According to §6.3.2.3 ¶3 of the C11 standard, a null pointer constant in C can be defined by an implementation as either the integer constant expression 0
or such an expression cast to void *
.
No, that a misleading paraphrase of the language spec. The actual language of the cited paragraph is
An integer constant expression with the value 0, or such an expression cast to type void *
, is called a null pointer constant. [...]
Implementations don't get to choose between those alternatives. Both are forms of a null pointer constant in the C language. They can be used interchangeably for the purpose.
Moreover, not only the specific integer constant expression 0
can serve in this role, but any integer constant expression with value 0 can do. For example, 1 + 2 + 3 + 4 - 10
is such an expression.
Additionally, do not confuse null pointer constants generally with the macro NULL
. The latter is defined by conforming implementations to expand to a null pointer constant, but that doesn't mean that the replacement text of NULL
is the only null pointer constant.
My implementation (GCC 9.4.0) defines NULL
in stddef.h
in the
following ways:
#define NULL ((void *)0)
#define NULL 0
Not both at the same time, of course.
Why are both of the above expressions considered semantically
equivalent in the context of NULL?
Again with the reversal. It's not "the context of NULL
". It's pointer context. There is nothing particularly special about the macro NULL
itself to distinguish contexts in which it appears from contexts where its replacement text appears directly.

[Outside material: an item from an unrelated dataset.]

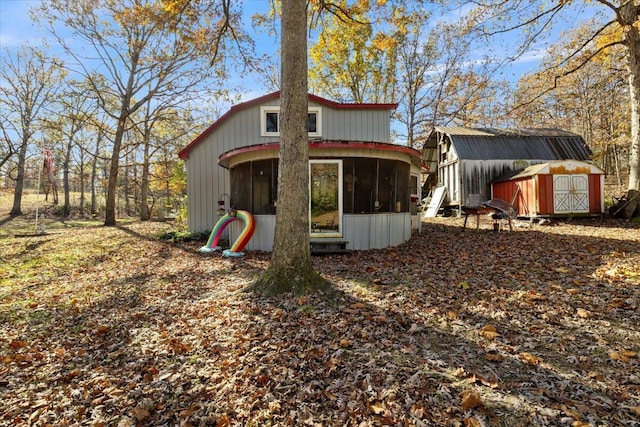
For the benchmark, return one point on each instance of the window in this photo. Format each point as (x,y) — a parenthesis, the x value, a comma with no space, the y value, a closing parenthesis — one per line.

And I guess you're asking for rationale for paragraph 6.3.2.3/3, as opposed to "because 6.3.2.3/3". There is no published rationale for C11. There is one for C99, which largely serves for C90 as well, but it does not address this issue.

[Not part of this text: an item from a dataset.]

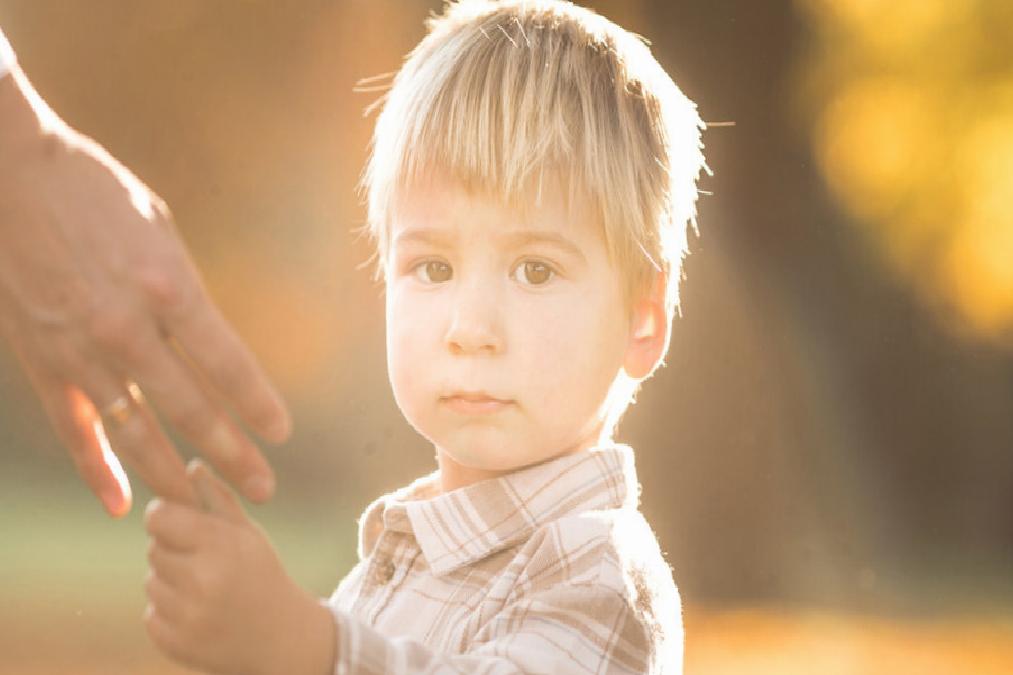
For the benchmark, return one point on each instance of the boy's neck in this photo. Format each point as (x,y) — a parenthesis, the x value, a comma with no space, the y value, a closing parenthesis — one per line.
(454,475)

It should be noted, however, that void
(and therefore void *
) was an invention of the committee that developed the original C language specification ("ANSI C" / C89 / C90). There was no possibility of an "integer constant expression cast to type void *
" before then.
More specifically, why do there
exist two ways of expressing the same concept rather than one?
Are there, really?
If we accept an integer constant expression with value 0 as a null pointer constant (a source-code entity), and we want to convert it to a runtime null pointer value, then which pointer type do we choose? Pointers to different object types do not necessarily have the same representation, so this actually matters. Type void *
seems the natural choice to me, and that's consistent with the fact that, alone of all pointer types, void *
can be converted to other object pointer types without a cast.
But then, in a context where 0
is being interpreted as a null pointer constant, casting it to void *
is a no-op, so (void *) 0
expresses exactly the same thing as 0
in such a context.
What's really going on here
At the time the ANSI committee was working, many existing C implementations accepted integer-to-pointer conversions without a cast, and although the meaning of most such conversions was implementation and / or context specific, there was wide acceptance that converting constant 0
to a pointer yielded a null pointer. That use was by far the most common one of converting an integer constant to a pointer. The committee wanted to impose stricter rules on type conversions, but it did not want to break all the existing code that used 0
as a constant representing a null pointer.
So they hacked the spec.
They invented a special kind of constant, the null pointer constant, and provided rules around it that made it compatible with existing use. A null pointer constant, regardless of lexical form, can be implicitly converted to any pointer type, yielding a null pointer (value) of that type. Otherwise, no implicit integer-to-pointer conversions are defined.
But the committee preferred that null pointer constants should actually have pointer type without conversion (which 0
does not, pointer context or no), so they provided for the "cast to type void *
" option as part of the definition of a null pointer constant. At the time, that was a forward-looking move, but the general consensus now appears to be that it was the right direction to aim.
And why do we still have the "integer constant expression with value 0"? Backwards compatibility. Consistency with conventional idioms such as {0}
as a universal initializer for objects of any type. Resistance to change. Perhaps other reasons as well.